THE CHINESE observe All Souls’ Day as if they are going on a picnic. This is what I discovered when I married into the Lee clan.
The clan elders would see to it that the younger generations of Lees attended and performed all the rituals. Usually, the only way to dodge All Souls’ Day would be to fall ill – or to produce astrological evidence that indicated an unfavourable outcome if you had to step across strangers’ tombs to get to your ancestors’. You see, certain spirits take offence to certain people stepping over or even walking past their resting places.
On a typical All Souls’ Day, the Lee clan would assemble in the home of the eldest Lee. Then the entire motorcade would proceed to the cemetery, winding slowly along the narrow, badly maintained roads to reach their ancestral burial sites.

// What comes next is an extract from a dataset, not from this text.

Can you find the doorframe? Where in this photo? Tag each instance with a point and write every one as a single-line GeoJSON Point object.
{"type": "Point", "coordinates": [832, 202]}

I remember the big baskets full of goodies – one for each soul. In each basket were quantities of rice, roast pork, boiled eggs, wine and fruit. Grandmother, in addition to her basket of offerings, had two large paper trunks filled with paper clothes – to be delivered to her spirit world by flame. Pocket money for the departed was part of the fiery consignment, the paper currency folded in the shape of gold ingots used in old China. All this unearthly paraphernalia had to be unloaded from the boots of our cars and transported manually to the gravesides.
First, the tombs had to be swept, and joss sticks and candles lit. One of the elders served as emcee for the ritual. He would announce each family member as he or she executed the three bows of fealty, before sticking a joss stick in the urn. After a decent interval, during which the spirit of the ancestor would have had ample time to savour the food, the living members of the clan would make themselves comfortable and consume the edibles. The same ritual would be repeated a each tomb. Afterwards, the Lee descendants would disperse, taking with them the empty baskets, and the picnic would be over.
Each burial site had been selected with the advice of a geomancer well-versed in the language of Wind and Water (feng shui). The future prosperity of the Lee clan depended on auspicious interment of the ancestral bones; and one of the significators of prosperity was the number of descendants. Our geomancer was undoubtedly a competent one, for the Lee family is considered large even among the Chinese.